Bisogna anche dire che, per quanto in nicchie un po’
marginali, ormai le autoetnografie hanno una storia di più
decenni (e trovano la loro origine in testi classici della
tradizione sociologica, come Hobo di Anderson) e articoli e
volumi, soprattutto nel mondo anglosassone sono ampiamente
diffusi, per cui parliamo di qualcosa che affonda le proprie basi
in una letteratura ed in una riflessione che ha un significativo
spessore (come viene ampiamente analizzato nella seconda
parte di questo volume), ciò nonostante le resistenze sono
molte, quasi che tale metodo metta in discussione la legittimità
stessa della ricerca sociale.
Vediamo perché.
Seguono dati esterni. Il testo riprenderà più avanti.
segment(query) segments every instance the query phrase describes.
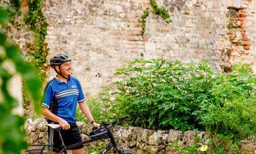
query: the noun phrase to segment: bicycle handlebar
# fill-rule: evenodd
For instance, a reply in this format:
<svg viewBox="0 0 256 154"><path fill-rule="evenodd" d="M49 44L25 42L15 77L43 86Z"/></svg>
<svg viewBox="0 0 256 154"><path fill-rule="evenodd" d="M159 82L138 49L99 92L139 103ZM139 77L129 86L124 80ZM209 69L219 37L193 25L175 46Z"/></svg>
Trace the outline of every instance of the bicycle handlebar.
<svg viewBox="0 0 256 154"><path fill-rule="evenodd" d="M124 121L125 121L125 120L127 119L129 119L129 118L131 118L131 116L126 115L126 116L125 116L123 117L121 117L121 118L120 118L120 119L119 119L117 120L112 121L110 123L106 123L105 122L102 122L102 123L100 126L100 128L102 127L103 127L104 128L107 128L107 129L111 129L116 123L124 122Z"/></svg>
L’autoetnografia porta a compimento un
cortocircuito che è fin dalle origini presente tanto nella ricerca
sociale che in quella etnografica.
Uno dei nodi più dibattuti nella riflessione metodologica del
‘900 è il rapporto che si istituisce tra l’osservatore e l’oggetto
osservato, ovvero se essi siano separati oppure siano entrambi
compresi nello stesso sistema di osservazione e quanto
dell’osservazione dipenda dalla relazione che si istituisce tra
osservatore ed oggetto osservato.
È una riflessione che non appartiene solo alle scienze
sociali, ma che con Heisemberg ha fatto irruzione nelle scienze
più dure.
Paradossalmente nella storia della metodologia delle scienze
sociali il rapporto tra il ricercatore e il mondo sociale osservato
ha costituito non solo un oggetto di grandi discussioni, ma lo
stimolo per ricerche di grande fascino ed interesse.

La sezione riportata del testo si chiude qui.